On the other hand, my friends in PBL schools have sometimes been frustrated by having to constantly depend upon less-than-mature fellow students, or aggressive “gunners” who don’t “play well with others”. If you sit in on a class at any of the med schools you are considering (especially PBL ones), that can give you a better idea of which environment you might prefer. Good luck!

Well my school, up until our year, had a PBL and an SBL (sytems-based learning) track. The PBL students are continuing PBL, but they are phasing that out, so it was not an option for me. Instead, they have tried to incorporate some aspects of PBL into our curriculum this year, and are changing the curriculum to “Case-Based Learning” (which sounds like PBL but apparently is a third, different animal).

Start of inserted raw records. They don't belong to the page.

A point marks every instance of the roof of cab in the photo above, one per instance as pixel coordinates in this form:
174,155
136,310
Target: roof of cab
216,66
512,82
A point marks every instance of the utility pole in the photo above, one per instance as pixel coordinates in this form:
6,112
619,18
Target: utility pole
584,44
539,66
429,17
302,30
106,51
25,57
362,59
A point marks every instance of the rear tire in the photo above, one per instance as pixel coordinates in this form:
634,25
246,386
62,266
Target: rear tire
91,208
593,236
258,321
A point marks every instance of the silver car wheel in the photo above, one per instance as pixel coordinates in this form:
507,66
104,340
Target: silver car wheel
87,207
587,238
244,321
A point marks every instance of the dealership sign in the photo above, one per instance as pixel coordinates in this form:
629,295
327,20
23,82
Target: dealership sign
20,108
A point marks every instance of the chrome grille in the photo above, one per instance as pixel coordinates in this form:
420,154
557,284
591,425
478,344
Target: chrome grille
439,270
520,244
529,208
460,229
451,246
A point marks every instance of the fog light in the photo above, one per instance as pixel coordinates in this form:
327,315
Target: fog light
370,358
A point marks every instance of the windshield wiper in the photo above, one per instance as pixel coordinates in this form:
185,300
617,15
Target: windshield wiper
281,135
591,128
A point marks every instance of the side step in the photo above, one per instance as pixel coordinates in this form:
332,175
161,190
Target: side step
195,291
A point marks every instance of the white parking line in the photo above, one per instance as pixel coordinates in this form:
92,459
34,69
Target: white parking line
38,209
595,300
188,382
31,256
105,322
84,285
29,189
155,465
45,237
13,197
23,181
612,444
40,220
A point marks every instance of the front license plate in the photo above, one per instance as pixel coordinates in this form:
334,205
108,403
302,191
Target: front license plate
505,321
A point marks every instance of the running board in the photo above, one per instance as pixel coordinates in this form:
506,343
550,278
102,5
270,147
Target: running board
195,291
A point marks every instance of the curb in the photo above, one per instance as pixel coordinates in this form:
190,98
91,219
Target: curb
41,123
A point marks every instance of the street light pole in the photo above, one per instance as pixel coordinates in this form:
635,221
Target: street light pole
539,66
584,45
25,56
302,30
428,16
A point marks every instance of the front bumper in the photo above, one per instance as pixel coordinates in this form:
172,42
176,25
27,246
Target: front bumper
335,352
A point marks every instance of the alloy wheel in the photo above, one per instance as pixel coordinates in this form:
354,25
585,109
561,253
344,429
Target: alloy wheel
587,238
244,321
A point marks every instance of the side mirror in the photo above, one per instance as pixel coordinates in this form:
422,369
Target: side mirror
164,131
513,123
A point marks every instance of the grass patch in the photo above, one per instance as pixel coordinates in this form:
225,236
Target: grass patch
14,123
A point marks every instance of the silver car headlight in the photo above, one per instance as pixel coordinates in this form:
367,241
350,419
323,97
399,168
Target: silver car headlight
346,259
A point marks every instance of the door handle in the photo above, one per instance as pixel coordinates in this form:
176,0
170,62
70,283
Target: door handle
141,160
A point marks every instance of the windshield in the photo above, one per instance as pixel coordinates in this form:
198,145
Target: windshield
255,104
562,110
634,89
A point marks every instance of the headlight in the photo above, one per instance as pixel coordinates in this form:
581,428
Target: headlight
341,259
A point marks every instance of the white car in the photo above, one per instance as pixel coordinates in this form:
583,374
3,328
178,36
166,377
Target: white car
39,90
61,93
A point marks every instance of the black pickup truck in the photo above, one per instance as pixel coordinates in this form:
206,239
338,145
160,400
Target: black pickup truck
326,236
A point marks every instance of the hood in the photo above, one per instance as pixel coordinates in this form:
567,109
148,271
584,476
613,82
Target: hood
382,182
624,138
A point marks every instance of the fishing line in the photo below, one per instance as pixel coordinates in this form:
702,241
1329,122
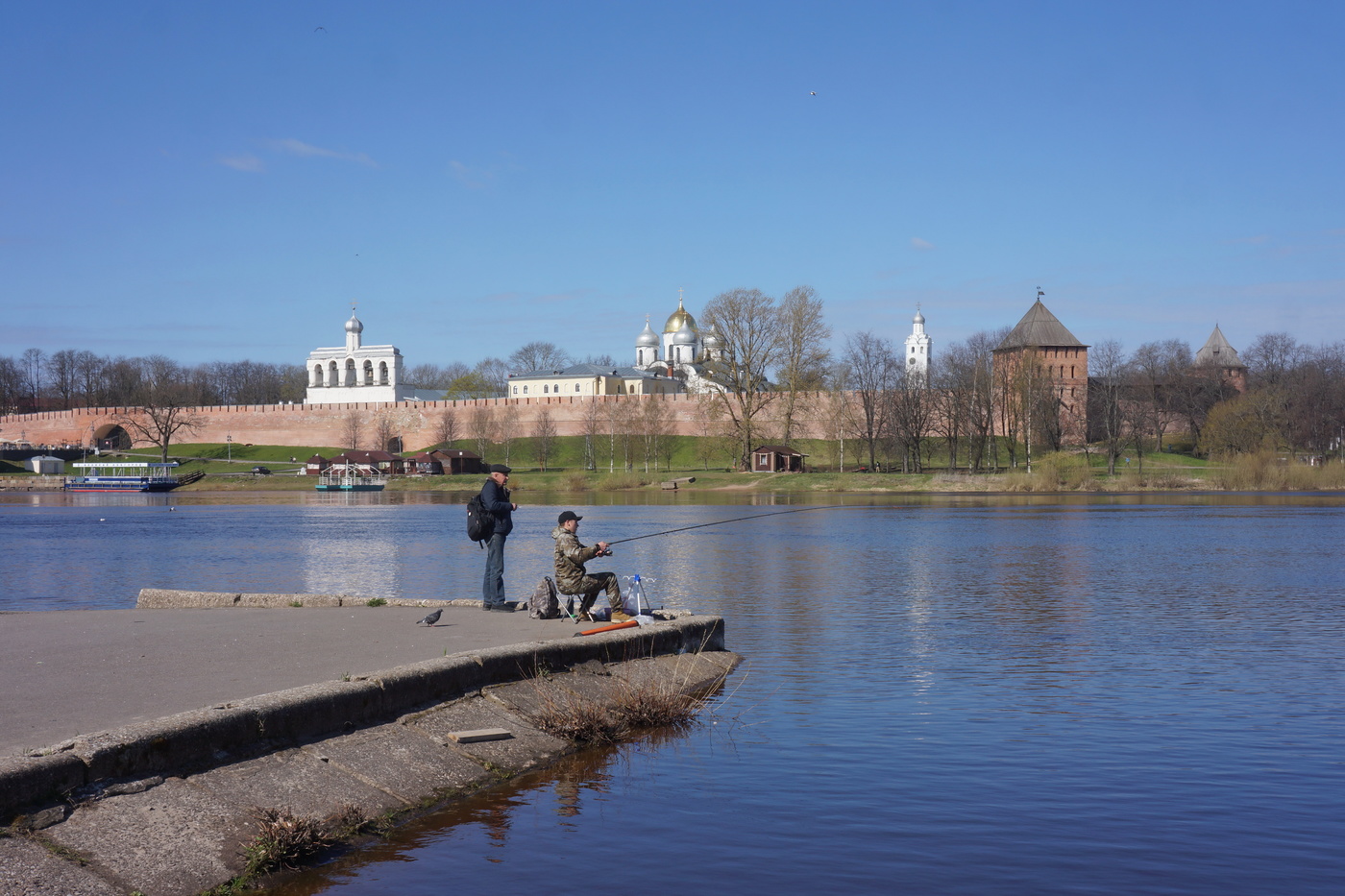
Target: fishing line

We have had rather standard lecture delivery of content for 1st year courses - Anatomy, Clinical Skills, Osteopathic Principles and Practices, Microanatomy/Histology, Physiology, Neuroscience (thus far). But most of the courses included some team-based learning. For Anatomy, each week our anatomy group had to prepare several case studies (from Lachman’s case studies - clinical implications of what we were studying in anatomy). Then the whole class got together and a group would be picked to “present” each case study and answer questions from the professors and GTA’s about it. Pulled our group numbers out of a had so your group was always fair game. I think the professors enjoyed grilling us just a little too much


Most lecturers include a case study in their lecture for the day with "clicker " questions about it and discussion at the end of the principles. In physiology, we have team learning where we take a quiz, then the team takes the same quiz as a group, with a “scratch card” for the answer - we get full credit if our consensus answer is right on first try, and half-credit for right on second try, none for third guess, but at least we find out right away what the answer is. Then we have a case with several questions, and have to write out our rationale for the answers we chose. This gets turned in, and actually your group gets credit if the rationale is sound, even if you don’t pick the best answer. Then each group holds up a board for their answer to the question, at the same time, so you get to see the range of answers. Several groups are picked to discuss why they chose that answer (sometimes the lone different answer turns out to be the correct one!). This is actually one of my favorite study activities of the week - stimulates lots of good thinking and making of connections.


That’s it for my (exhaustive) description of our sort of hybrid.

Thanks for your comments, everyone. I’m not sure what kind of style will suit me best, and of course depending on where you get accepted you may not have a choice, but this “insider” information helps!